Che le risposte reali dei vescovi abbiano poco a che fare con la decisione draconiana di Francesco trova conferma anche nelle parole che monsignor Augustine Di Noia, segretario aggiunto della CDF, rilasciò quattro giorni dopo la pubblicazione di Traditionis Custodes, parole ricordate nell’articolo di Diane Montagne: “La sua [di Francesco] ragione per abrogare tutte le disposizioni precedenti in materia non si basa sui risultati del questionario, ma è stata solo provocata da essi. Il punto decisivo è sotto gli occhi di tutti: l’evidente e continuo tradimento delle intenzioni dei due pontefici che hanno permesso la celebrazione del Messale del 1962 per riportare i tradizionalisti nell’unità della Chiesa”.
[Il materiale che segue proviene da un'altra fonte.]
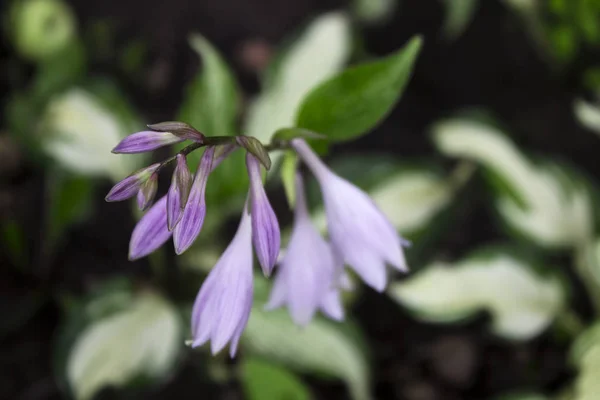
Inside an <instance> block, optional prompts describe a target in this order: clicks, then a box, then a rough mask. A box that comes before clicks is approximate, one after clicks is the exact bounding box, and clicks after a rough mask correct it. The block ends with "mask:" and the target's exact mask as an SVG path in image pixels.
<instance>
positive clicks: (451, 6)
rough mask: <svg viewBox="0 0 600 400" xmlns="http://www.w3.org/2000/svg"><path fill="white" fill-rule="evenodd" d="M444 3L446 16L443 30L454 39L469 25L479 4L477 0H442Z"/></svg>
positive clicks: (445, 34)
mask: <svg viewBox="0 0 600 400" xmlns="http://www.w3.org/2000/svg"><path fill="white" fill-rule="evenodd" d="M444 5H445V6H446V17H445V21H444V27H443V31H444V34H445V35H446V36H447V37H448V38H449V39H450V40H454V39H456V38H458V37H459V36H460V35H462V34H463V32H464V31H465V30H466V29H467V28H468V27H469V24H470V23H471V21H472V20H473V17H474V16H475V12H476V11H477V7H478V6H479V0H444Z"/></svg>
Di Noia aveva scelto di rimpolpare le file di coloro che hanno deciso di non ricordare più - chissà perché - che le decisioni di Giovanni Paolo II e Benedetto XVI non erano motivate solo dal desiderio di ricondurre in unità il mondo legato al rito antico, ma anche dalla stima di tale rito e dal bene che esso avrebbe potuto apportare nel contesto della grande crisi liturgica che continua ad affliggere la Chiesa. Sia come sia, Di Noia deve ammettere che le risposte inviate dai vescovi non sono la ragione del contenuto del motu proprio, riconciliandosi in questo modo con la realtà, ma facendo passare papa Francesco per un bugiardo.
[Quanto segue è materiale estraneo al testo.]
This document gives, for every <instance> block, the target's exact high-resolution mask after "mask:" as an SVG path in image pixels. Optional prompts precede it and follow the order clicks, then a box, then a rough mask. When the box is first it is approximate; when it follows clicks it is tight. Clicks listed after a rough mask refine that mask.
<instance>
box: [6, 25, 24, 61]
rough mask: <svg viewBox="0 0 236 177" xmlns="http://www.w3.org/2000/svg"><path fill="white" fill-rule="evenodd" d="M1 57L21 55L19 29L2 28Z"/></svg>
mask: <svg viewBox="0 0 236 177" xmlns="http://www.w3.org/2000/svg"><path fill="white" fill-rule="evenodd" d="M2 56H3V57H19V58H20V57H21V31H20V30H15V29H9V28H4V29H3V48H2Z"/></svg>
La ricostruzione di Diane Montagna svela il fondamento ideologico dell’atto più divisivo della Chiesa, dalla crisi modernista in poi. Bisogna risalire alla sessione plenaria della CDF del 29 gennaio 2020. Assente il Cardinale Prefetto (Ladaria) per malattia, la sessione fu presieduta dal Segretario, mons. Giacomo Morandi; “presenti anche altri membri della CDF, tra cui il Segretario di Stato cardinale Pietro Parolin; il cardinale canadese Marc Ouellet, prefetto della Congregazione per i vescovi; il cardinale italiano Giuseppe Versaldi, prefetto della Congregazione per l’educazione cattolica”. E pare siano stati questi tre cardinali a indirizzare la riunione sul pericolo tradizionalista, dal momento che erano giunte notizie che ben 13 mila giovani si erano iscritti all’annuale pellegrinaggio “tradizionalista” di Chartres. Bisognava mettere mano a questa anomala corrente di vita nella Chiesa degli ultimi sessant’anni.
Fatto sta che la plenaria si concluse con l’invito a “studiare attentamente l’eventuale trasferimento delle varie competenze della VI Sezione (sugli Istituti Ecclesia Dei e sulle altre materie trattate) ad altri dicasteri vaticani che si occupano di materie affini: la Congregazione per il Culto Divino, la Congregazione per gli Istituti di Vita Consacrata e le Società di Vita Apostolica […] e la Congregazione per il Clero”. Esattamente gli articoli 6 e 7 del motu proprio venturo. Se si vuole capire la motivazione decisiva di Traditionis Custodes può dunque essere utile rispolverare i classici delle passioni dell’uomo o vizi capitali, e soffermarsi in particolare sull’invidia.